The engineer designing the enclosure of a telescope has therefore the difficult task of finding a compromise in the exposure of the telescope to the wind, which will maximize the overall quality of the observation. Telescope enclosures are a very particular type of buildings, which must fulfill an unusual set of requirements. This situation has produced many different technical solutions, depending on a variety of parameters such as the size and type of the telescope, its geographic and meteorologic location, the type of observations pursued at and various other requirements concerning maintenance, access and operation.

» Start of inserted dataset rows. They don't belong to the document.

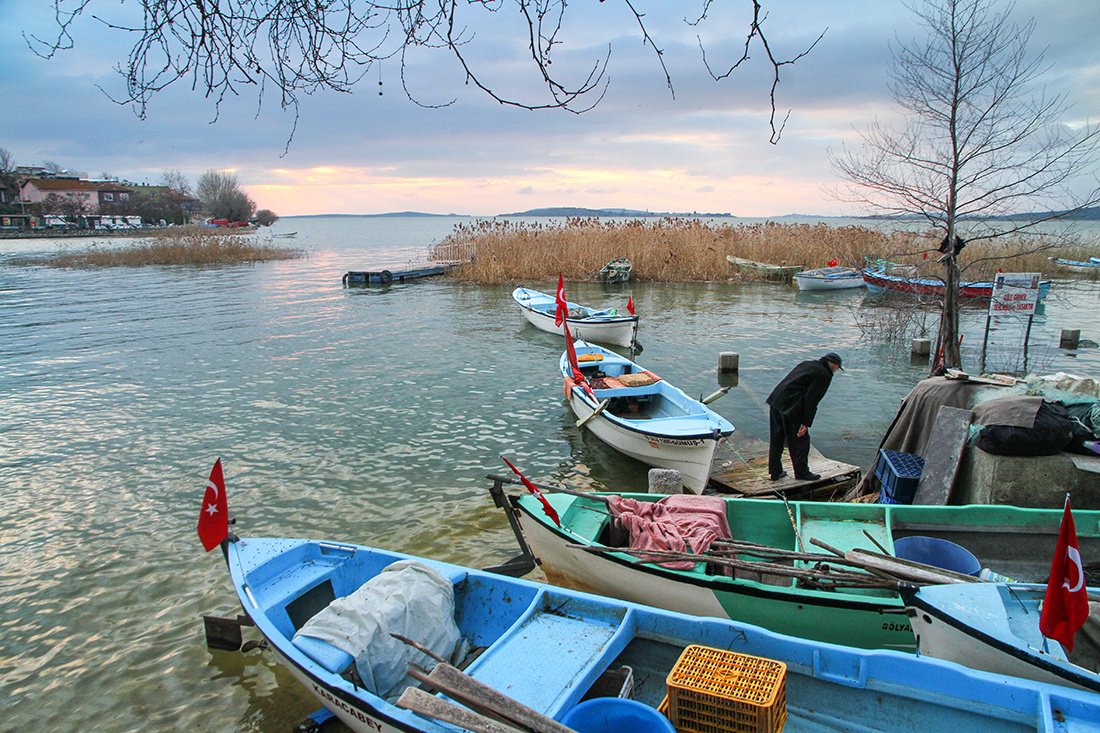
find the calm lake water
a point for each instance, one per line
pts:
(366, 415)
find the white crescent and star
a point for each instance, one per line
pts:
(1075, 558)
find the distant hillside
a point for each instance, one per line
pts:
(576, 211)
(372, 216)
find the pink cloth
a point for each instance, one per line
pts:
(679, 523)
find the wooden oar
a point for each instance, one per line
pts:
(595, 412)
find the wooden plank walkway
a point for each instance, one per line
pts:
(387, 276)
(740, 468)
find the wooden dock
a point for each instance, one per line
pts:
(740, 468)
(387, 276)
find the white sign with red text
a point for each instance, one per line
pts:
(1014, 293)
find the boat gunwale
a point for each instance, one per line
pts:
(911, 598)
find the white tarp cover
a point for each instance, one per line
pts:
(407, 598)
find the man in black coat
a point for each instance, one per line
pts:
(793, 405)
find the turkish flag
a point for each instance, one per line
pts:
(562, 306)
(578, 376)
(213, 518)
(1067, 602)
(535, 490)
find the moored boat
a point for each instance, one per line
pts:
(993, 627)
(535, 652)
(773, 581)
(828, 279)
(603, 326)
(878, 281)
(1076, 265)
(639, 414)
(763, 269)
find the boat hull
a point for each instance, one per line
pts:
(675, 431)
(539, 310)
(1008, 539)
(878, 282)
(818, 280)
(690, 455)
(946, 631)
(546, 647)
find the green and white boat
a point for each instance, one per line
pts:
(792, 586)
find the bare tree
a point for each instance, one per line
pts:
(978, 142)
(300, 47)
(176, 182)
(222, 197)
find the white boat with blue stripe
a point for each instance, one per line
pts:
(641, 415)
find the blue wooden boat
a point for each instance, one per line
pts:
(641, 415)
(878, 281)
(1077, 265)
(604, 326)
(387, 276)
(993, 627)
(538, 651)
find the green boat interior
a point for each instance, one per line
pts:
(1007, 540)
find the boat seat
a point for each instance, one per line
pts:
(594, 632)
(328, 656)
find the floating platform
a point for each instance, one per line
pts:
(387, 276)
(740, 467)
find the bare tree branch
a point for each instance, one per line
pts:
(977, 144)
(227, 48)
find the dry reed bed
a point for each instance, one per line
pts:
(680, 250)
(187, 245)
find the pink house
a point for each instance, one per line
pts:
(37, 189)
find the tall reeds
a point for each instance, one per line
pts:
(673, 249)
(186, 245)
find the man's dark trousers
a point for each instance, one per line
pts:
(785, 430)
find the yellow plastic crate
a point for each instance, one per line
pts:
(718, 691)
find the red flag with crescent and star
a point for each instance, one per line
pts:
(535, 490)
(213, 518)
(1066, 605)
(562, 305)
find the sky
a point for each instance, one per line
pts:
(703, 146)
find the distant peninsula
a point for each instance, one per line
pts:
(576, 211)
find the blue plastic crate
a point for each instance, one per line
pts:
(899, 473)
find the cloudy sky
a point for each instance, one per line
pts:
(703, 149)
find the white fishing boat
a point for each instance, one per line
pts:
(603, 326)
(641, 415)
(828, 279)
(993, 627)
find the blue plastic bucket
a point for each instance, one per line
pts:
(937, 553)
(616, 715)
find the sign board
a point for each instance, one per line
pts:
(1014, 293)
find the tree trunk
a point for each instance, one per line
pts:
(949, 319)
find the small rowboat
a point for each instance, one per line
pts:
(536, 652)
(762, 269)
(637, 413)
(879, 282)
(769, 584)
(993, 627)
(828, 279)
(584, 323)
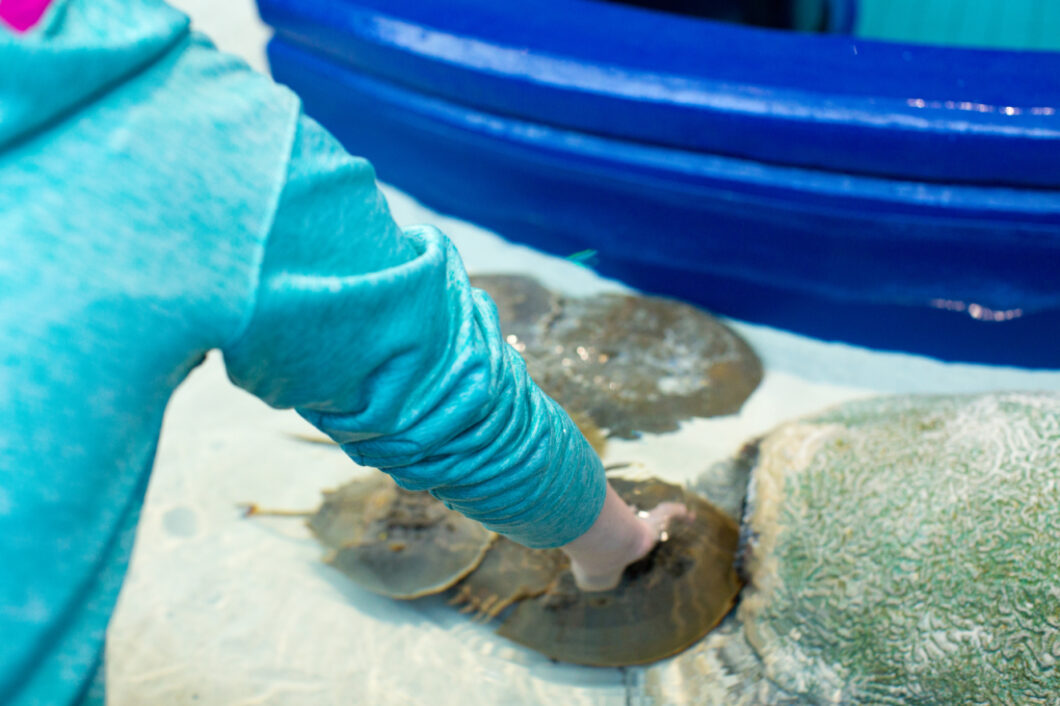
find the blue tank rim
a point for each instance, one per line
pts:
(862, 260)
(826, 102)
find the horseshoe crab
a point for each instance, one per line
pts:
(631, 363)
(408, 545)
(898, 550)
(665, 603)
(391, 541)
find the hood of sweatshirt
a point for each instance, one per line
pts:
(76, 52)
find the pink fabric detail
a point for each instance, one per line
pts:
(21, 15)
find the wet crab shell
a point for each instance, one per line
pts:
(394, 542)
(632, 364)
(664, 603)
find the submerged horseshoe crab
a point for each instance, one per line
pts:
(631, 363)
(394, 542)
(899, 550)
(664, 603)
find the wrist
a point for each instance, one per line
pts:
(617, 539)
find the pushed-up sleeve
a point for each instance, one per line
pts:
(375, 336)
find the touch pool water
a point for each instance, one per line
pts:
(218, 610)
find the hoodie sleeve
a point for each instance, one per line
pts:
(375, 336)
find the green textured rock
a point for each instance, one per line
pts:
(901, 550)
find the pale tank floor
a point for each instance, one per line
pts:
(217, 610)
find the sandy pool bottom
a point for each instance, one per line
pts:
(218, 609)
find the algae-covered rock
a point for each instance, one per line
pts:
(900, 550)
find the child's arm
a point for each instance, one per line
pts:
(375, 336)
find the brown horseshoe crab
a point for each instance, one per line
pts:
(631, 363)
(394, 542)
(408, 545)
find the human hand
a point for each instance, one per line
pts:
(618, 537)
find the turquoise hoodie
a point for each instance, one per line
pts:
(158, 200)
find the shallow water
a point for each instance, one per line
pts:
(221, 610)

It is important to underline that the problem, such that it is set
nowadays, is quite new.
Until a few years ago, the design of a telescope enclosure was
deemed to a quite straightforward matter and was based on a tradition
of dome building which had been inherited since the time of
refractive telescopes. These traditional concepts were applied
uncritically to make domes for
reflective telescopes with primary mirror sizes larger than 2 3
meters, and constituted an established practice of the art which
was in fact
hiding a basic ignorance of the interaction between a telescope
and its local atmospheric environment, particularly with respect
to the seeing problem. Moreover objective difficulties,
such as the
great variability of the atmospheric environment, hindered
comparisons and benchmarks among the best and largest
telescopes with respect to the real physical limitations to ground
based astronomy.
It was then only when particular circumstances proved unequivocally that some of the concepts traditionally used for the design of telescope enclosures were counterproductive, that innovative research work was undertaken on the subject.
Most of the work presented in this dissertation was performed in the
framework of the development of the new Very Large Telescope (VLT)
observatory by the European Southern
Observatory (ESO). The VLT observatory will be constituted by four 8-m
telescopes which will eventually
be able to combine their light beams into a single image. When
completed near the year 2000, the VLT will be the largest astronomical
observatory in the world.
Because the VLT project was started without prejudiced ideas, the development of the VLT covered a wide spectrum of conditions and design solutions. As a consequence this work should have applications well beyond the scope of the VLT project, and has the ambition to become a reference for the design of telescope enclosures.